1 of 2 appels 1 ketimoen (komkommer) 1 bawang merah (rode ui)
1 lombok merah besar (grote rode peper) 10 limoenen Bosje verse koriander Suiker
Snij de komkommer eerst in de lengte door de helft en dan schuin in dunne plakken snijden. Ook de rode ui ook halveren en schuin in dunne ringen snijden. Snij de lombok ook schuin in dunne plakken. Probeer alle ingrediënten op dezelfde manier de snijden, dit voor het effect. Doe dit dan in een mooie schaal. Pers alle limoenen uit en meng het sap met behoorlijk veel suiker. Zorg dat het bijtende zuur qua smaak verzacht wordt door het suiker, dus echt zoet/zuur combinatie. Net zolang suiker bijdoen tot u dit smaak effect bereikt! (dus veel suiker). Snij de appel ook in dunne plakken en vermeng deze met de komkommer, ui en lombok door de schaal. Schenk gelijk hierop de limoensap op, dit om verkleuren van de appel tegen te gaan. Was het bosje koriander en hak dit wat fijn. Strooi de koriander over de atjar en dien het zo op.

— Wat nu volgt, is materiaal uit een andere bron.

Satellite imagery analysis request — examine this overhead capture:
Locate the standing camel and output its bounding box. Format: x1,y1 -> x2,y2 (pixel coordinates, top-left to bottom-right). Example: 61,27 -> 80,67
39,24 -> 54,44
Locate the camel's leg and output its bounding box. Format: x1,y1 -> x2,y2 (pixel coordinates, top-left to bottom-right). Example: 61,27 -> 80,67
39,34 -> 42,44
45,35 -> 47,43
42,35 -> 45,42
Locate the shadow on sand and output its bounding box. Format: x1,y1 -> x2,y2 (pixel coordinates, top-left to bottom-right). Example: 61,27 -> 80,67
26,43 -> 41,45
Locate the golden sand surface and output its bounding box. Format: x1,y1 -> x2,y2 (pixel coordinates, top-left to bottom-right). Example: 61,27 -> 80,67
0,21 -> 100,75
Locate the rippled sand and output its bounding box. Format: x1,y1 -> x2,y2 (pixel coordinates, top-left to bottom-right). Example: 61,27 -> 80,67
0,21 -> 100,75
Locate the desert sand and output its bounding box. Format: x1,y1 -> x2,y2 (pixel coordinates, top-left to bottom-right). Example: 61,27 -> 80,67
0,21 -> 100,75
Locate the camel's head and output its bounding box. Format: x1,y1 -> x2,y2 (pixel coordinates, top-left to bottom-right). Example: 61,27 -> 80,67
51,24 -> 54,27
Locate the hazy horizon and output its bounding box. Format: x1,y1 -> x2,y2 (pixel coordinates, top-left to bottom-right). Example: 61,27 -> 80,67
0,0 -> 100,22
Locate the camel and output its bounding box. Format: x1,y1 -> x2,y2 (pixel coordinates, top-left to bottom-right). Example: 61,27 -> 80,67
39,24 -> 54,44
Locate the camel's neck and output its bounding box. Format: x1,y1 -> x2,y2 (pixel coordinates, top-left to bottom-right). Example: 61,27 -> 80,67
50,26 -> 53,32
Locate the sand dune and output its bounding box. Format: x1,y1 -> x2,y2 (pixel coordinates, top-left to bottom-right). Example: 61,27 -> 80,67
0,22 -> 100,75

RENDANG TELOR (Rendang van Ei)

(bron Boekoe Kita, maar wat aangepast door mijzelf).
RENDANG TELOR
10 eieren 2 uien, gesnipperd 3 teentjes knoflook, klein gesneden 2 eetlepels sambal oelek 1 theelepel laos 1 theelepel koenjit 1 theelepel djahé zonnebloemolie 500 ml rundvlees bouillon 50 gram geraspte santen (van blok)
Kook de eieren goed hard (7-10 minuten) en giet af, spoel ze koud en pel ze. Goed drogen met theedoek. Alle uisnippers, knoflook en kruiden oeleken tot een brei (wel stukjes laten zien). Doet in een pan wat olie en bak hierin de boemboe in totdat de ui glazig is. Let op dat je genoeg olie gebruikt. Voeg de bouillon en santen toe en breng de saus aan de kook, dan op zeer laag vuur zetten. De eieren kort doch goed bakken in hete olie zodat het eiwit een mooie lichtbruine kleur krijgt en knapperig wordt. Indien nodig het ei wat inprikken met een vork en dan in de saus leggen en alles op een laag vuur koken totdat de saus lekker dik is.

Nou, ik denk dat dit wel weer voldoet voor een eerste les na al die jaren. Ik wens u veel kookplezier toe en zie graag de reacties en resultaten van u. Hetzij van deze recepten hetzij van de recepten in de vorige lessen.
En vragen staat altijd vrij  Selamat makan!